Bicchierino, il fantino che vinse il Palio piangendo. Lacrime di dolore e crisi isterica del giovanissimo Pietro Tarquini. (di Emanuele Giorgi)
Questa è la storia di Pietro Tarquini detto Bicchierino, giovane fantino di Montepulciano che il 2 luglio 1844 conquistò il Palio ìndossando il giubbetto della Nobile Contrada del Nicchio.
Una vittoria epica, guadagnata con la rabbia e l'incoscienza che solo un sedicenne poteva mettere in campo.
Nato il 3 novembre 1827, Tarquini era un semplice garzone di bottega, soprannominato con un certo macabro affetto Morticina. Debuttò in Piazza del Campo nell’agosto del 1843 per la Contrada dei Pispini, ma la consacrazione arrivò solo l’anno successivo.

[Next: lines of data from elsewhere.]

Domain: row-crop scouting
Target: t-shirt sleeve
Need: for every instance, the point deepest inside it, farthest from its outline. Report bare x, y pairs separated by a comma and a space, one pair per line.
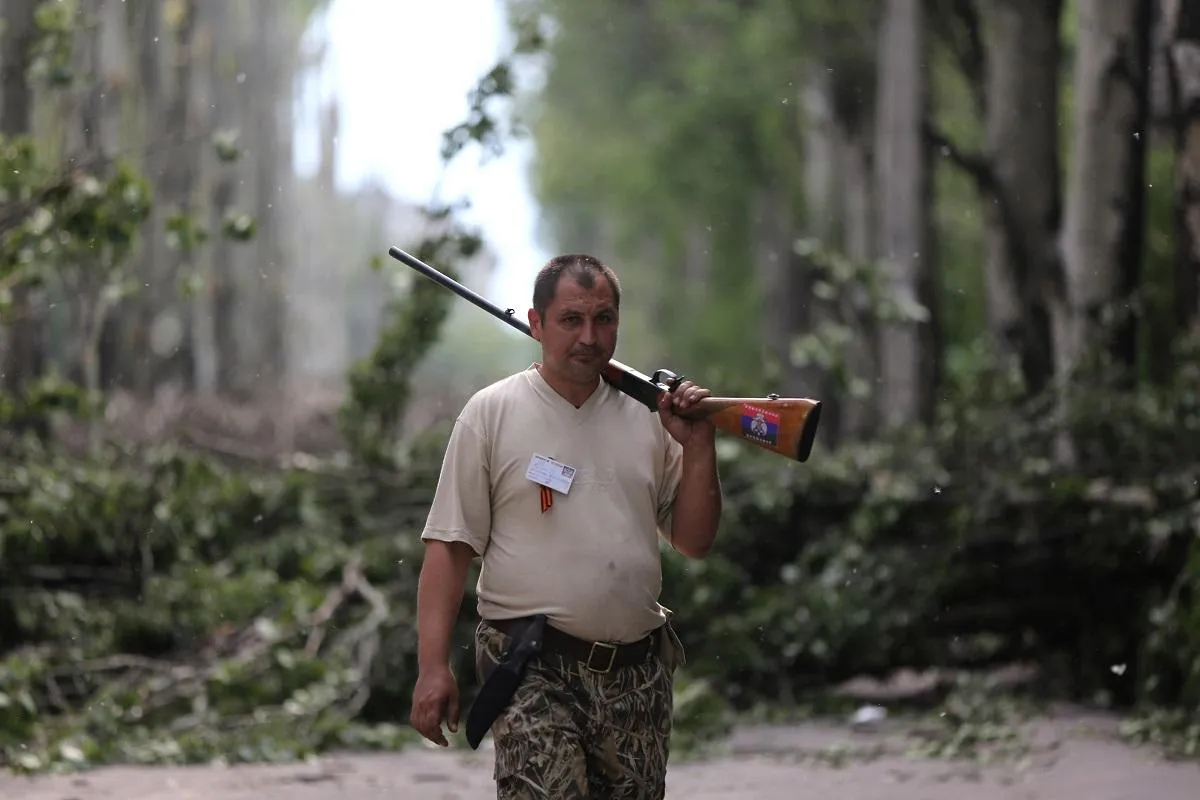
462, 510
669, 482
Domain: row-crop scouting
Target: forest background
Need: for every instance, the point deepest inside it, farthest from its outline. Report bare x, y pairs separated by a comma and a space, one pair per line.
970, 228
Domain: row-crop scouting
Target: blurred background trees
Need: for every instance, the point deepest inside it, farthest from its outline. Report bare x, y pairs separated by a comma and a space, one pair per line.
971, 228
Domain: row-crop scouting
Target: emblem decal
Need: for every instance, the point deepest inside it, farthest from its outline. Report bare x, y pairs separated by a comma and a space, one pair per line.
760, 425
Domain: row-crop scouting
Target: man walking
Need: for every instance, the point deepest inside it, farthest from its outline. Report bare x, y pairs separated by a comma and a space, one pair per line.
562, 486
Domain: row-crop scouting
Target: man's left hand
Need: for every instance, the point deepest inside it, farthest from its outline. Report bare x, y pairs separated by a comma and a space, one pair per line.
687, 432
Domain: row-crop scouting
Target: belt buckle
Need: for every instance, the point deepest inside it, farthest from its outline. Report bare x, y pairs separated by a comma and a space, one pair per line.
612, 656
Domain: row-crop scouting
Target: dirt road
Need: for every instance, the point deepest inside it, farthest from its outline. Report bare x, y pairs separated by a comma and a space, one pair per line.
1073, 756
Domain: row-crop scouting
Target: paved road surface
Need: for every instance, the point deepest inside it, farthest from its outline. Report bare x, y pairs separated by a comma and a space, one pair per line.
1074, 758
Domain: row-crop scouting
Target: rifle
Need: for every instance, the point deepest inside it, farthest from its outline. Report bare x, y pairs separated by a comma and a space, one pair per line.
781, 425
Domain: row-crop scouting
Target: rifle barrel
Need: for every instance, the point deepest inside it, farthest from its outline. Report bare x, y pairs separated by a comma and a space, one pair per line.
508, 316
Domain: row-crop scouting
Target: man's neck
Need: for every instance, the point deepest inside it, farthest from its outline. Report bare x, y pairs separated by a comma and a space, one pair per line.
574, 394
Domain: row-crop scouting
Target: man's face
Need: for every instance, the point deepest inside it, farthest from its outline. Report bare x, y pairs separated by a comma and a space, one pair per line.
579, 332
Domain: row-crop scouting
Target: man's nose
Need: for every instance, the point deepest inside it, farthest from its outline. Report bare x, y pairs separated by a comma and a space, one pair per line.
587, 334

Pedro Almodòvar nel 2019 firmò uno dei suoi film più intimi, "Dolor y gloria". Titolo che sarebbe perfetto anche per raccontare la storia di Bicchierino, sospesa tra sofferenza e trionfo, caduta e riscatto.

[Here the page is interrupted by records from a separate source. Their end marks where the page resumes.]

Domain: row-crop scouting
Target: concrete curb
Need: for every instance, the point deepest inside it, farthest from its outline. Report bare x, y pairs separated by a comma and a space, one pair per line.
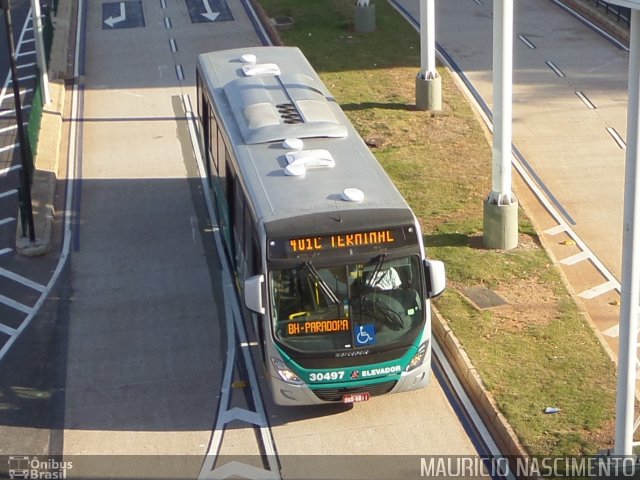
46, 160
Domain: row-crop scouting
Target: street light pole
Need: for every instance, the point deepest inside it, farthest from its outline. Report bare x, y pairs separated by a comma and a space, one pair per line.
500, 221
428, 81
26, 208
40, 52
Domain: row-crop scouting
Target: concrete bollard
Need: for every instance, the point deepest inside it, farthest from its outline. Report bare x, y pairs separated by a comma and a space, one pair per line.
365, 19
428, 93
500, 226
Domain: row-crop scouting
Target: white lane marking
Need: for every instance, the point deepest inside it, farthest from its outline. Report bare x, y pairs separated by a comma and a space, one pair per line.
555, 69
598, 290
4, 171
9, 147
527, 42
6, 329
573, 259
9, 193
17, 306
578, 257
22, 280
8, 129
589, 104
556, 230
617, 137
613, 331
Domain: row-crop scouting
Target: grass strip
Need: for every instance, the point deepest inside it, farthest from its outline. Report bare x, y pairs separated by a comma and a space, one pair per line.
536, 351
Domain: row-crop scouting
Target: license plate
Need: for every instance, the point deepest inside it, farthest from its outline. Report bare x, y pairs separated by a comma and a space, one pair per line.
355, 397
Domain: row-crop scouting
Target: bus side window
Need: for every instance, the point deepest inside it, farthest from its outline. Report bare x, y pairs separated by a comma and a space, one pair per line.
238, 226
248, 242
220, 159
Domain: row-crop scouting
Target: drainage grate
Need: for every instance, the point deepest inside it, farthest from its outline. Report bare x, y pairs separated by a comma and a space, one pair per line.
483, 298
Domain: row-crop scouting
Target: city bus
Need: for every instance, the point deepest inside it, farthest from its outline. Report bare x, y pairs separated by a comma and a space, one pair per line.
327, 254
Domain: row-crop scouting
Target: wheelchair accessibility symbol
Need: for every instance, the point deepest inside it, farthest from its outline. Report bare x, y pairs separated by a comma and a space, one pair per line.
366, 335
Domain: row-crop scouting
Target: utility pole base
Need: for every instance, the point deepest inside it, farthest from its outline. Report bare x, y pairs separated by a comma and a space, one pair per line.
500, 226
365, 19
428, 93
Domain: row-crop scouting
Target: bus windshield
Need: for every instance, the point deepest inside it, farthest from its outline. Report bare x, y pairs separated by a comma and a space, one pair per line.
347, 306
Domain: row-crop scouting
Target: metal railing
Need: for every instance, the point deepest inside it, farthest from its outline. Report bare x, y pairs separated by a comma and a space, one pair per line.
621, 14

Quel 2 luglio, Tarquini si presentò al canape dopo aver vinto tutte le prove, in groppa al morello del Berni di Santa Regina. Il suo talento era sotto gli occhi di tutti, ma proprio nel momento cruciale conobbe il dolore. Non un tormento dell'anima, ma un dolore violento e fisico.

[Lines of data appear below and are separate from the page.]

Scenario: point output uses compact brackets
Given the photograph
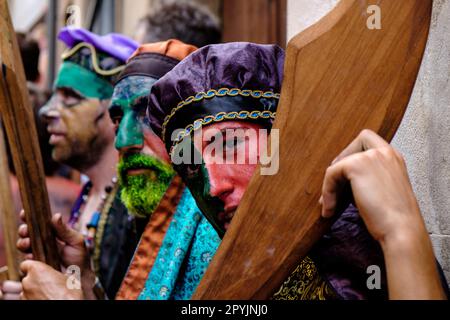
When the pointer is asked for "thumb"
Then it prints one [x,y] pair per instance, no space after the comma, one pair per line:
[26,266]
[64,232]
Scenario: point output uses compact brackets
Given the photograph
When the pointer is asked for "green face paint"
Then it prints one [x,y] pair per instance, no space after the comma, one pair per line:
[84,81]
[128,110]
[142,193]
[144,178]
[196,177]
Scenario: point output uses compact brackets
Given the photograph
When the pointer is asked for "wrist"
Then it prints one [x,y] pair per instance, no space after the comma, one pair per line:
[88,281]
[405,241]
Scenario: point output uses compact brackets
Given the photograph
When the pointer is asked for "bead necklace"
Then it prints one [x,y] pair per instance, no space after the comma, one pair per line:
[92,226]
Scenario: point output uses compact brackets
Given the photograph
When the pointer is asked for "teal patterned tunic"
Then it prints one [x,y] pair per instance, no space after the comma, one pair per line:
[188,247]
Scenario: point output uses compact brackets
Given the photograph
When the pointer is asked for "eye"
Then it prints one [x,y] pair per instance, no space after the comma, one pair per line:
[233,143]
[116,115]
[69,98]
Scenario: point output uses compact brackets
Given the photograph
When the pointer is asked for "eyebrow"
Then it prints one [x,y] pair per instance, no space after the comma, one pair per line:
[72,92]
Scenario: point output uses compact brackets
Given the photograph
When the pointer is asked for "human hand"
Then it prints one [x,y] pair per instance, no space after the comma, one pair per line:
[381,187]
[42,282]
[70,243]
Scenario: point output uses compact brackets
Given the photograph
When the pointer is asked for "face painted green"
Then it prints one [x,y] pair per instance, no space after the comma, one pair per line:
[196,177]
[84,81]
[128,110]
[142,193]
[144,179]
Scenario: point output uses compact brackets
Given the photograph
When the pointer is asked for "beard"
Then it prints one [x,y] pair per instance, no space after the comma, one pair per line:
[142,193]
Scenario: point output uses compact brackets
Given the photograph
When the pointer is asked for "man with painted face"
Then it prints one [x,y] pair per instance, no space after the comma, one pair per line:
[178,242]
[234,88]
[82,136]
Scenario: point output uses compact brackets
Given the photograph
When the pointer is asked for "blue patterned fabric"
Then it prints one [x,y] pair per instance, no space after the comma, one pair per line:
[188,248]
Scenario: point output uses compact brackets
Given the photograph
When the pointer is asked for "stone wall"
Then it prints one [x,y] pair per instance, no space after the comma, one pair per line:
[424,135]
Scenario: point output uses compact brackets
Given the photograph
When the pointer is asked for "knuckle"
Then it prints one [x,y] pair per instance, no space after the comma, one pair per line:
[366,133]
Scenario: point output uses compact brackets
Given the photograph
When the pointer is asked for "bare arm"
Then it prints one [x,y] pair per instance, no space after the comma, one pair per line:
[383,194]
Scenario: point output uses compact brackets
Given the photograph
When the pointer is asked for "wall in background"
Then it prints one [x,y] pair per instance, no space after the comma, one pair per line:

Nello sgomitare e nella confusione della mossa, il cavallo del Nicchio passò sotto al canape, facendo precipitare a terra il giovane fantino. L'impatto col duro tufo della piazza fu violento. Tarquini scoppiò in un pianto disperato, quello che oggi definiremmo una vera e propria crisi isterica.
I giudici della mossa provarono ad aspettare, sperando che il ragazzo riuscisse a rimettersi in sesto. Alla fine, decisero di dare la mossa comunque, lasciandolo a terra. Ed è a questo punto che il dolore lasciò spazio alla gloria. Un nicchiaiolo, un certo Giuseppe Picchi, vedendo la scena, non potè sopportare che la sua contrada rinunciasse così al Palio, come raccontato da Alberto Fiorini nel suo “Storia del Palio per immagini”.
Picchi prese Bicchierino di peso e lo rimise sul cavallo. Fu allora che accadde l'impensabile. Ferito, scosso e ancora in lacrime, Tarquini si lanciò in una corsa furiosa e disperata, che presto sarebbe diventata leggendaria. Il giovane si fece largo tra avversari esperti, cavalcando con forza e determinazione.
In quella Carriera c'erano nomi che ancora oggi risuonano nella memoria collettiva senese: Campanino nella Chiocciola, Figlio di Bonino nell’Onda e Gobbo Saragiolo nella Torre. Il Drago, con il fantino Saltatore, scattò per primo alla partenza, ma fu subito superato dall’Onda. Alla curva di San Martino si formò un gruppo composto da Onda, Oca, Chiocciola, Drago, Montone e Selva.
L’Onda provava a ostacolare l’Oca, che cercava di superarla, mentre le altre contrade restavano indietro. Al secondo San Martino cadde l’Oca a causa delle manovre dell'Onda e della Chiocciola. Proprio l’Onda, in questo frangente, perse momentaneamente il comando, salvo poi riuscire a rimettersi in corsa.
Ad approfittarne fu la Chiocciola, che balzò in testa solo per un instante, prima di essere superata nuovamente dall'Onda. Tuttavia, sul finire del secondo giro, all’altezza della Costarella, entrò primo il Nicchio, che era partito per ultimo e riuscì a recuperare il distacco senza impedimenti.
Tutti provarono a ostacolare la rimonta di quel fantino che stava indossando il giubbetto del Nicchio, ma Bicchierino non si fermò. Ricorse al nerbo quando necessario, resistette agli attacchi e, proprio all'ultimo giro, riuscì a superare l’Onda, arrivando per primo al bandierino. Si racconta che al traguardo fosse ancora in lacrime. Bicchierino aveva vinto. Piangendo.
Da quel giorno, come spesso accade con le gesta eroiche, le leggende iniziarono a fiorire. Qualcuno arrivò persino a dire che il ragazzo fosse morto immediatamente dopo la corsa, stremato dai tanti colpi subiti.
Fortunatamente si tratta solo di un'esagerazione, ma la sua impresa fu tale da scatenare l'euforia nei Pispini, che gli dedicarono due sonetti diffusi nei giorni successivi in tutta la città.
Negli anni successivi, Bicchierino si presentò altre sette volte al canape, senza però riuscire mai più a sollevare al cielo il nerbo. Ma quella Carriera, vinta tra le lacrime, lo aveva già consegnato alla storia del Palio.